# Pandas for Excel Users: Files

- Reading files: [Excel](#Reading-Excel-Files), [CSV](#Reading-CSV-Files), tab delimited -- and how to [troubleshoot](#Troubleshooting-Reading-Files)
- Writing files: [CSV](#Writing-CSV-Files)
- [Renaming](#Renaming-a-File), [Moving](#Moving-a-File), and [Deleting](#Deleting-a-File) Files
- Get a list of files in a [directory](#Listing-the-Files-in-a-Directory)

## Reading Excel Files

You can read in Excel file into a data frame in just one line: 

In [None]:
sales = pd.read_excel('sales_data.xlsx', 0, index_col=None, na_values=['NA'])
sales[:10]

For the spreadsheet 'sales_data.xlsx', this will read the first workbook – that's what the 0 is for – into a DataFrame.

If you want to read the workbook other than the first one, you can either use a number – 0 for the first one, 1 for the second, etc. – or you can use the name of the worksheet:

In [None]:
sales = pd.read_excel('sales_data.xlsx', 'Data from Accounting', index_col=None, na_values=['NA'])

See below for [additional options](#Options-You-Can-Use-When-Reading-Files); for more info, see the [Pandas documentation](http://pandas-docs.github.io/pandas-docs-travis/user_guide/io.html#excel-files).

## Reading CSV Files

You can read a CSV file with just one line:

In [None]:
pastries = pd.read_csv('2012_pastries.csv')
pastries[:10]

If the data isn't separated by commas, use the sep option:

In [None]:
pastries = pd.read_csv('2012_pastries.csv', sep=';')

## Options You Can Use When Reading Files

Pandas has a huge range of options that can save you a lot of work when you're reading in a file. For example, if some columns include dates, you can convert them to date format using parse_dates:

In [None]:
pastries = pd.read_csv('2012_pastries.csv', parse_dates=['Purchase Date'])

 You can also change column names, tell Pandas what values to treat as missing values (a.k.a.
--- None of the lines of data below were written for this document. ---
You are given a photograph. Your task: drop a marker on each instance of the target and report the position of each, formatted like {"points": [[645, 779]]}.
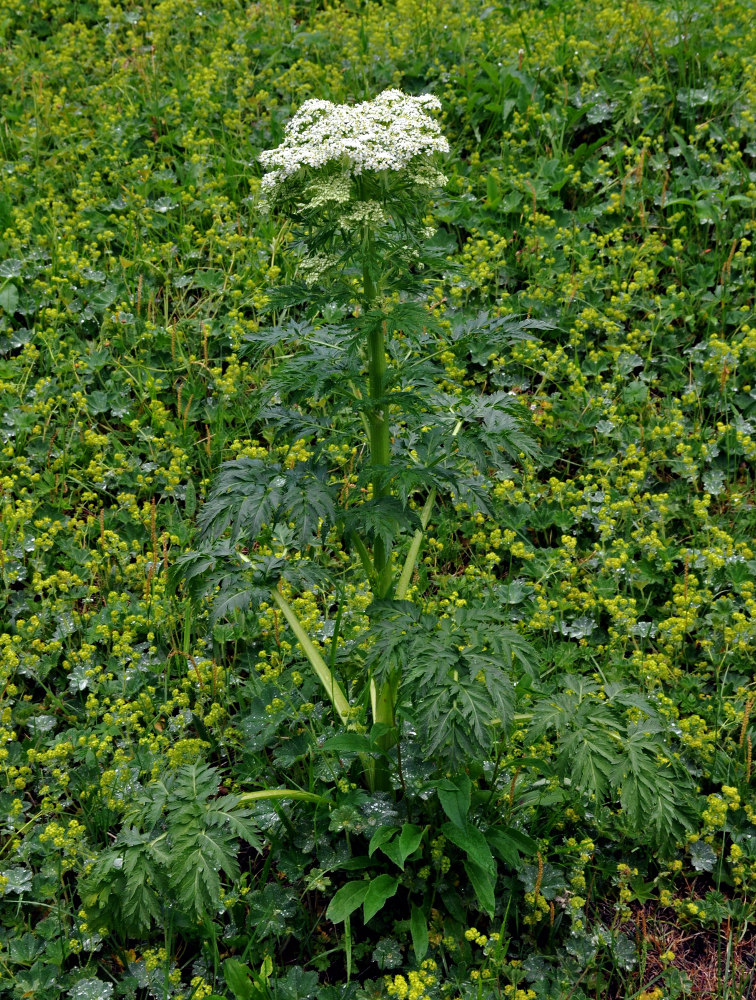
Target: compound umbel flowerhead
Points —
{"points": [[393, 132]]}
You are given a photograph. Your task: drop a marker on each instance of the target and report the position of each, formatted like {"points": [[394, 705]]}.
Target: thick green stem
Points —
{"points": [[383, 700], [380, 443]]}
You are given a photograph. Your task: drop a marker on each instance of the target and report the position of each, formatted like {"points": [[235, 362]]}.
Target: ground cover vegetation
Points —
{"points": [[378, 563]]}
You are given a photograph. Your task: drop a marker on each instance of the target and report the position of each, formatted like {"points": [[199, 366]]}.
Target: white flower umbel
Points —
{"points": [[391, 132]]}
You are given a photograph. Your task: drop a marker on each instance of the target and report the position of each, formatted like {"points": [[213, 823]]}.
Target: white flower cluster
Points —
{"points": [[387, 133]]}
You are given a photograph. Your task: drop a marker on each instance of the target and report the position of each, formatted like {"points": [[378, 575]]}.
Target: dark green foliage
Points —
{"points": [[179, 837]]}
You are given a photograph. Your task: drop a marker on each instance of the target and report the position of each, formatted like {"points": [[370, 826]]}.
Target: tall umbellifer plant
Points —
{"points": [[355, 181]]}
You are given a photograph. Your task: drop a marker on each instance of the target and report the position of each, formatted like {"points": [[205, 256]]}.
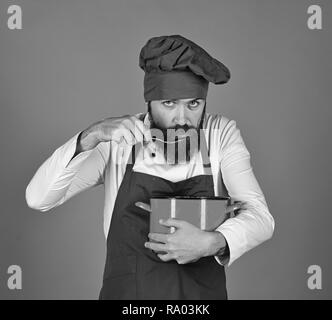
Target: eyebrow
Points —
{"points": [[173, 100]]}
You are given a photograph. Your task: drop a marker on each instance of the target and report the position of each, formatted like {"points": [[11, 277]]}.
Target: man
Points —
{"points": [[126, 155]]}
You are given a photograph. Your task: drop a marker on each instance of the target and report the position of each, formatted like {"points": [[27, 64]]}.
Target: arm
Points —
{"points": [[80, 163], [75, 166], [254, 224]]}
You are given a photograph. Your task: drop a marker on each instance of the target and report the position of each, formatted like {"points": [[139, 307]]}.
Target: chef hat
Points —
{"points": [[177, 68]]}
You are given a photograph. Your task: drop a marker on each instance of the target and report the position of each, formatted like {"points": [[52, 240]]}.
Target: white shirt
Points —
{"points": [[59, 178]]}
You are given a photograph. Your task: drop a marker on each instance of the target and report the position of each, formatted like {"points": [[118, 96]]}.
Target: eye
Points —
{"points": [[168, 103], [193, 103]]}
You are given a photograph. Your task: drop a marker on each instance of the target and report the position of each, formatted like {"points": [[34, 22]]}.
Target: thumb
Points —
{"points": [[143, 206]]}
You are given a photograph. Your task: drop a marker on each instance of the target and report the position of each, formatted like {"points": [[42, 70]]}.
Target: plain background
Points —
{"points": [[76, 62]]}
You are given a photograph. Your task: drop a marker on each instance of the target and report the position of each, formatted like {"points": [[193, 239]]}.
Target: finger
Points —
{"points": [[143, 206], [155, 246], [165, 257], [142, 131], [160, 237], [233, 207], [172, 223]]}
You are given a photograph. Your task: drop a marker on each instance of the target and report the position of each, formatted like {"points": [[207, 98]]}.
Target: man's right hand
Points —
{"points": [[125, 130]]}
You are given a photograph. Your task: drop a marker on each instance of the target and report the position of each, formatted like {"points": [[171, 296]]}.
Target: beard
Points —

NaN), parse more complex date formats, read only the first n number of rows, etc.  For more info, see the [Pandas documentation for reading CSV and text files](http://pandas-docs.github.io/pandas-docs-travis/user_guide/io.html#csv-text-files); most of these options will also work for Excel.

## Creating a DataFrame Without Reading A File

If you have a small amount of data and it isn't in a spreadsheet or text file, you can create a Data Frame  on the fly. For example:

In [None]:
campaigns = pd.DataFrame( {'Google Tracking Code': ['ms23', 'ms19', 'res039', 'ab6'],
'Created by': ['Sue', 'Sue', 'Amy', 'Amy'],
'Visits': [105661, 98834, 61235, 12617],
 'Revenue': [10550, 8600, 15310, 9700]
})
campaigns

## Listing the Files in a Directory

To read the files in a directory, use glob. For example, to read the files in your current directory:

In [5]:
import glob
files = glob.glob('*')

['data', 'Pandas_4_Excel_Users.ipynb', 'Pandas_Bokeh.ipynb', 'Pandas_Cleaning.ipynb', 'Pandas_D3.ipynb', 'Pandas_Files.ipynb', 'Pandas_ggplot.ipynb', 'Pandas_Graphics.ipynb', 'Pandas_Installing.ipynb', 'Pandas_Matplotlib.ipynb', 'Pandas_Slicing_Data.ipynb', 'Pandas_Strings.ipynb', 'Pandas_Troubleshooting.ipynb', 'Twitter-Bootstrap.ipynb', 'Widgets.ipynb']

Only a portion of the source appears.